Quem leu a mensagem até aqui, por favor, tenha paciência e leia mais um pouquinho.

1 – Vendi um quarto de meu apartamento a um amigo. Mais ou menos 35.000 reais.
2 – Devo a colaboradores que não puderam ser pagos porque não recebi o que me devem.
3 – Devo 7 meses a minha analista que tem tido compreensão e paciência.
4 – Devo 7.500 reais ao Cartão Visa.
5 – Devo por volta de 10.000 reais ao RealMaster e ao Real parcelado.
6 – Tenho que pagar 7.000 à advogada que contratei para mover uma ação judicial contra a AMAE (Associação de Amigos do Museu de Arqueologia e Etnologia). O Fórum de São Paulo está em greve há meses. Com muita boa vontade, em 7 anos receberei com certeza o que me devem. Tenho quase 60 anos.
7 – Trabalhei quase inutilmente para vários projetos este ano; todos dependiam das leis de incentivo à cultura; muitos foram adiados ou cancelados e eu fiquei a ver navios.

Meu apartamento contém livros, cds, mobiliário básico - nada realmente vendável.
Só posso vender meu talento e é isso que pretendo oferecer.
Vou fazer desenhos e vendê-los: R$ 60 cada.
Papéis, lápis, aquarelas, guaches, crayons da melhor qualidade.

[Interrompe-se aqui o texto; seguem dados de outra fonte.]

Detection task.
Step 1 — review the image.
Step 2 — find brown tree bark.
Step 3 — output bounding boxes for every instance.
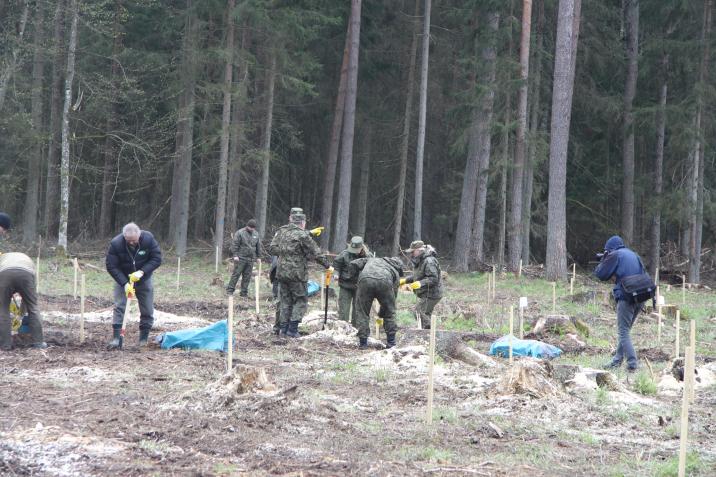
[0,0,29,112]
[44,0,67,239]
[331,0,362,253]
[227,29,249,234]
[620,0,639,246]
[413,0,431,241]
[22,0,45,244]
[320,19,351,249]
[98,0,124,238]
[648,53,667,276]
[214,0,236,254]
[507,0,533,271]
[470,12,500,262]
[254,52,276,239]
[545,0,581,281]
[354,123,372,238]
[391,0,420,256]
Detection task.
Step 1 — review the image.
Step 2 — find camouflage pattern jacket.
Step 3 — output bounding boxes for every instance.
[351,257,404,290]
[332,249,363,290]
[268,224,329,282]
[0,252,35,275]
[231,227,262,261]
[406,247,443,299]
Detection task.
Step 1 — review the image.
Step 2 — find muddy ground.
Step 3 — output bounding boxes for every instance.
[1,291,716,477]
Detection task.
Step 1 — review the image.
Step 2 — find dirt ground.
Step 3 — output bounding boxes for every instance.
[2,289,716,477]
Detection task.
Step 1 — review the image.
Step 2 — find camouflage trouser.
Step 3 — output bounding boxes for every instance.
[415,296,441,329]
[338,286,357,326]
[0,269,42,350]
[354,278,397,340]
[278,280,307,325]
[227,259,254,296]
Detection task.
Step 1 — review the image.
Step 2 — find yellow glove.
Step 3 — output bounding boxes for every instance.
[399,278,407,286]
[409,281,422,290]
[129,270,144,283]
[11,315,21,332]
[125,283,135,298]
[309,226,324,237]
[376,317,384,327]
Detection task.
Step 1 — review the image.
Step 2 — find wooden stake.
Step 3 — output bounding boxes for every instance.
[36,256,40,294]
[176,256,181,290]
[519,305,524,339]
[425,312,438,424]
[255,259,262,315]
[227,295,234,371]
[215,246,220,274]
[689,320,696,404]
[79,273,85,344]
[678,345,692,477]
[492,266,496,301]
[552,282,556,313]
[509,306,514,364]
[487,273,492,304]
[73,257,78,299]
[655,266,659,286]
[572,263,576,282]
[682,274,686,304]
[656,286,661,345]
[675,309,680,359]
[518,259,522,278]
[570,277,574,295]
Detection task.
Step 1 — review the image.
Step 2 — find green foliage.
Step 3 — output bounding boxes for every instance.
[653,452,706,477]
[634,372,657,396]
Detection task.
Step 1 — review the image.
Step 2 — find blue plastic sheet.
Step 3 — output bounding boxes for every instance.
[306,280,320,297]
[160,319,230,352]
[489,335,562,359]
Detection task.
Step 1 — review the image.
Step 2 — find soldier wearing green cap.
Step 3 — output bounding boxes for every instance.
[332,236,368,325]
[403,240,443,330]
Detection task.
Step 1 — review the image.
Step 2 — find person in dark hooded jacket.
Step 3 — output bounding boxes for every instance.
[403,240,443,329]
[594,235,643,371]
[350,257,404,349]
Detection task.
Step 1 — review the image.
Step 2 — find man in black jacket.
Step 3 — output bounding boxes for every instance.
[106,223,162,348]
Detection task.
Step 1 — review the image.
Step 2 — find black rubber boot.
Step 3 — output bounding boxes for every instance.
[386,333,396,349]
[139,329,150,346]
[359,337,368,349]
[286,321,300,338]
[107,325,122,349]
[278,322,289,337]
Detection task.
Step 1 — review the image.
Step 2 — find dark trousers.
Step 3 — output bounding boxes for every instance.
[0,268,42,349]
[278,280,307,325]
[112,278,155,331]
[355,278,398,340]
[227,259,254,296]
[611,299,641,368]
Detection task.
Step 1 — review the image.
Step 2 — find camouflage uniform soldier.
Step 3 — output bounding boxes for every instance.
[403,240,443,329]
[268,213,331,337]
[226,219,262,297]
[351,257,404,349]
[332,236,367,325]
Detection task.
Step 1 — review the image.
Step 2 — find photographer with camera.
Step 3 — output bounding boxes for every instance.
[594,235,654,372]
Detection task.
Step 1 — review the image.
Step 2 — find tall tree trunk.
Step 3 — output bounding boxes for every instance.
[470,12,500,262]
[255,52,276,239]
[507,0,533,271]
[391,0,420,256]
[193,104,210,239]
[331,0,362,252]
[498,103,511,266]
[0,0,29,112]
[522,0,544,265]
[320,19,351,249]
[98,0,123,238]
[648,53,667,276]
[44,0,66,239]
[620,0,639,246]
[227,29,248,234]
[689,0,712,284]
[169,1,197,253]
[22,0,45,244]
[58,0,79,251]
[354,123,372,238]
[214,0,236,255]
[412,0,431,240]
[545,0,581,281]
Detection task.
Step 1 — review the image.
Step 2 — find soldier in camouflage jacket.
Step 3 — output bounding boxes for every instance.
[404,241,443,329]
[226,219,262,297]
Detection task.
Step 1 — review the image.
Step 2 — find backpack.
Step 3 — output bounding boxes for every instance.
[620,256,656,305]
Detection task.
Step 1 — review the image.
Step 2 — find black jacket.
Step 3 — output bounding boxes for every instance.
[106,231,163,286]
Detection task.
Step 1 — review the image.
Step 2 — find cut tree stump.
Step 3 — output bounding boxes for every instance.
[531,315,590,338]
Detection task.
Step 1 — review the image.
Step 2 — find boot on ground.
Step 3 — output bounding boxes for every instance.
[139,329,150,346]
[107,325,122,349]
[286,321,300,338]
[386,333,396,349]
[359,337,368,349]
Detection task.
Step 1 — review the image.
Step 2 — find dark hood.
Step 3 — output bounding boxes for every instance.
[382,257,405,273]
[604,235,625,252]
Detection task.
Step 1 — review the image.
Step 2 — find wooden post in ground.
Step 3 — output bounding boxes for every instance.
[227,295,234,371]
[689,320,696,404]
[655,266,659,286]
[492,266,496,301]
[519,297,527,339]
[675,309,680,359]
[656,286,662,345]
[572,263,576,283]
[255,259,262,315]
[682,275,686,304]
[509,306,514,364]
[36,256,40,293]
[570,277,574,295]
[215,246,220,274]
[518,259,522,278]
[176,256,181,290]
[79,273,86,344]
[425,312,438,425]
[552,282,556,313]
[678,345,693,477]
[73,257,79,299]
[487,272,492,304]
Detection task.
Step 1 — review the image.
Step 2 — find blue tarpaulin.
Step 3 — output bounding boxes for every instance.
[306,280,320,297]
[489,335,562,359]
[160,319,230,352]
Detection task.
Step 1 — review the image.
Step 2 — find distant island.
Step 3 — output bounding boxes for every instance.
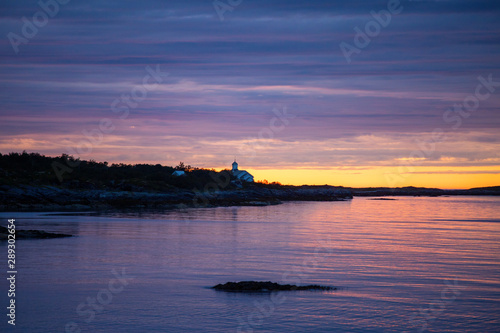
[0,152,498,212]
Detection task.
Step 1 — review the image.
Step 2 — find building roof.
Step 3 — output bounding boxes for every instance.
[233,169,254,182]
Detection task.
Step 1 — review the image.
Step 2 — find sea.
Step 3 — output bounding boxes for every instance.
[1,196,499,332]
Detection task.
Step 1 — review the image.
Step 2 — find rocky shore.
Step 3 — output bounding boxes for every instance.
[1,183,498,212]
[0,184,352,212]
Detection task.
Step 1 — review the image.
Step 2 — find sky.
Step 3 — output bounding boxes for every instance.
[1,0,500,188]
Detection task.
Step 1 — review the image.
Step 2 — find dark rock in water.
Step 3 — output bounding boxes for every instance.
[212,281,336,292]
[0,225,73,240]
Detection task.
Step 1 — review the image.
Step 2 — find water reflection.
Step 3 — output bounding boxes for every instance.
[0,196,499,332]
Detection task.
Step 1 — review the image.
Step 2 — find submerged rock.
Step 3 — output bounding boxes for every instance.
[0,225,73,240]
[212,281,336,292]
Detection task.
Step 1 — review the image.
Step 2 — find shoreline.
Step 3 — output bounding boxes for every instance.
[1,184,498,212]
[0,184,352,212]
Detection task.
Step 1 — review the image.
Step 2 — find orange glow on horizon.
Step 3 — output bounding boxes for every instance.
[244,166,500,189]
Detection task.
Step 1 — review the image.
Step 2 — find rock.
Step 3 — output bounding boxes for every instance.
[212,281,336,292]
[0,225,73,240]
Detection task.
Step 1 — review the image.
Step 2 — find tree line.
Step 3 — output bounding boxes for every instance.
[0,151,236,192]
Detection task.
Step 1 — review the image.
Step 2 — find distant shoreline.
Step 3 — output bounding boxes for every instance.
[350,186,500,197]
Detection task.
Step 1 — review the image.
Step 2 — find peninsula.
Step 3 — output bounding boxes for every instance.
[0,152,498,212]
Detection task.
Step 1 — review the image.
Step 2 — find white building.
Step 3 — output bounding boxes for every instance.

Peço-lhes um favor: passem esta mensagem para o maior número de pessoas que puderem. Peçam que a repassem para todos que constam de suas agendas.

Muito obrigado pela atenção e um grande abraço

Naum Alves de Souza


Não é revoltante?! Comprem os desenhos do Naum, vocês vão estar fazendo um ótimo investimento, garanto. É só clicar no nome dele, onde criei um "Mail to:".

(Por falar nisso: quando é que sai mesmo o próximo vôo para Seul?)